DCC Checksums: How are they determined?

Peter Beckman beckman@purplecow.com
Sun Nov 17 03:18:55 UTC 2002

One other thing;

I've noticed that the From: Message-ID: and Received: checksums are no
longer attached to my mail, and usually show up blank in the dccproc -C.  I
read through the change log looking for "header" and "from" but was unable
to find any note about no longer keeping the header checksums on the
server.  Is this a per-server basis or now legacy tags?

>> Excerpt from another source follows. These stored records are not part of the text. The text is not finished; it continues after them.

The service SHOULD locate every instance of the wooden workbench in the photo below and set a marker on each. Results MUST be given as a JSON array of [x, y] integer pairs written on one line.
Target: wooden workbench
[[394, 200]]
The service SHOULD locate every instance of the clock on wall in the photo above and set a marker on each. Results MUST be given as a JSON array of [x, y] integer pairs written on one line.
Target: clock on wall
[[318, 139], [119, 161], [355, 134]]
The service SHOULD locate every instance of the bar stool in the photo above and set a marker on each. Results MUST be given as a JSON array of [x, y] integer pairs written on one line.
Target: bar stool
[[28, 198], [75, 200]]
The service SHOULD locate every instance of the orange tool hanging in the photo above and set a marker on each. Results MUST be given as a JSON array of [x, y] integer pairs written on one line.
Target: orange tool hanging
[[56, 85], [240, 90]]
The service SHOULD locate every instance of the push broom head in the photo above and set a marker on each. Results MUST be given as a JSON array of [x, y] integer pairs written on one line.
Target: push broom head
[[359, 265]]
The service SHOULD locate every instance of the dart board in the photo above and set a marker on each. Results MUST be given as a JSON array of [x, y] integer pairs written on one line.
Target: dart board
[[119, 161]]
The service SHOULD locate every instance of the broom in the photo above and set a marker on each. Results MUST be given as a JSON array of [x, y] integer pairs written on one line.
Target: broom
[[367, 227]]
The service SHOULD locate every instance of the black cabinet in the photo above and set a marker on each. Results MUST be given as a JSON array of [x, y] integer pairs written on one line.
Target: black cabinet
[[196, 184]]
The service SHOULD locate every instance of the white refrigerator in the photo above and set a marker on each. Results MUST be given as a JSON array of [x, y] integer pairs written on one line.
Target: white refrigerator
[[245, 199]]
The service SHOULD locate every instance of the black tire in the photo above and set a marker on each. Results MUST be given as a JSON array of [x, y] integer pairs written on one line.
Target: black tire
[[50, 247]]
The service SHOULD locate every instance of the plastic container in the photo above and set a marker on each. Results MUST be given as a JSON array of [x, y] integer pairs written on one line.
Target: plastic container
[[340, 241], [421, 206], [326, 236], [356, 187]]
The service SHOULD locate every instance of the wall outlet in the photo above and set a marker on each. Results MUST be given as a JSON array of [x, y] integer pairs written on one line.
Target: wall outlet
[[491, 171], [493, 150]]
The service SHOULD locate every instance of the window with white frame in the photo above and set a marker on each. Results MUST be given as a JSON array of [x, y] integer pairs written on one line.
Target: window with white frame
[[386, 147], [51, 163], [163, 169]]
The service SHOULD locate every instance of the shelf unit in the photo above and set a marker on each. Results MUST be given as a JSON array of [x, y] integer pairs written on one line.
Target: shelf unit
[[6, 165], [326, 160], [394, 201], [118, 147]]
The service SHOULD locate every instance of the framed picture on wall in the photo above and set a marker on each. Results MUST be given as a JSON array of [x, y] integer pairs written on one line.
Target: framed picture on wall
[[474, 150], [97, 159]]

On Wed, 6 Nov 2002, Vernon Schryver wrote:

> > From: Peter Beckman <beckman@purplecow.com>
> > Subject: DCC Checksums: How are they determined?
> > I am thinking about writing some software to document and track spam using
> > DCC checksums.  I want to keep a copy of the body of the spam, and use the
> > checksum's from DCC to identify if another one is the same or different.
> That is not far from a description of the DCC.
> > ...
> >                      Fuz2: 9b2f514d ad3c6167 14f3ccc4 ee2abb78    many
> >
> > I assume it is just an MD5 hash on each of these pieces of information.
> > The checksum is just split into 4 groups of 8 chars each for viewing
> > pleasure.
> Yes, those 4 groups are merely easier to read than 32 consecutive
> hex digits.
> > Does DCC do anything special to attachments?  For example, a spam with 3
> > 30K image attachments, are they considered in the checksum?
> I actively discourage discussions of details of how the checksums are
> computed beyond what is written in the documentation.  There is no
> profit for people who dislike spam in helping spammers who generally
> can't read C.  So let's just say attachments are "considered," and
> not talk about what "considered" might mean.
> > There are usually several "Received: " lines in an email.  Which does DCC
> > checksum, or is it all of them?
> The main dcc man page says the following where it discusses the
> checksums:
> ]           Received     last Received: header line in the SMTP message
> See http://www.rhyolite.com/anti-spam/dcc/dcc-tree/dcc.html#X-DCC-Headers
> > When it checksum's the headers, does it checksum the "From: " as well as
> > the address or just the address?  If just the data, how does it deal with
> > multiple received lines?  Concatenate?
> I don't understand that question where it involves From: and Received:
> headers.  I also don't understand 'the "From:" as well as the address'.
> The header checksums covers the entire From header line, with some minor
> exceptions including whitespace and an optional pair of outer <>'s.
> Perhaps the question would be answered by trying `dccproc -Q` on some
> test messages.
> > ...
> > What happens to the fuzzy 1 and 2 checksums?  Are all [a-z]@[a-z].[a-z]
> > (example) replaced with ####### or something?  Are all proper names, or the
> > first few lines of a spam, replaced with ### or something standard to
> > remove personalization?
> How personalizations are handled is an inappropriate topic for public
> discussions.  In fact there are very few people with whom I'll discuss
> that stuff in private.
> One of the ground rules of the DCC is that new versions of the client
> code must be distributed periodically to deal with changes in spam
> personalizations.  It's been a year since the last change, but there's
> no reason to hurry the next one by giving spammers aid and comfort in
> the form of public discussions.
> Vernon Schryver    vjs@rhyolite.com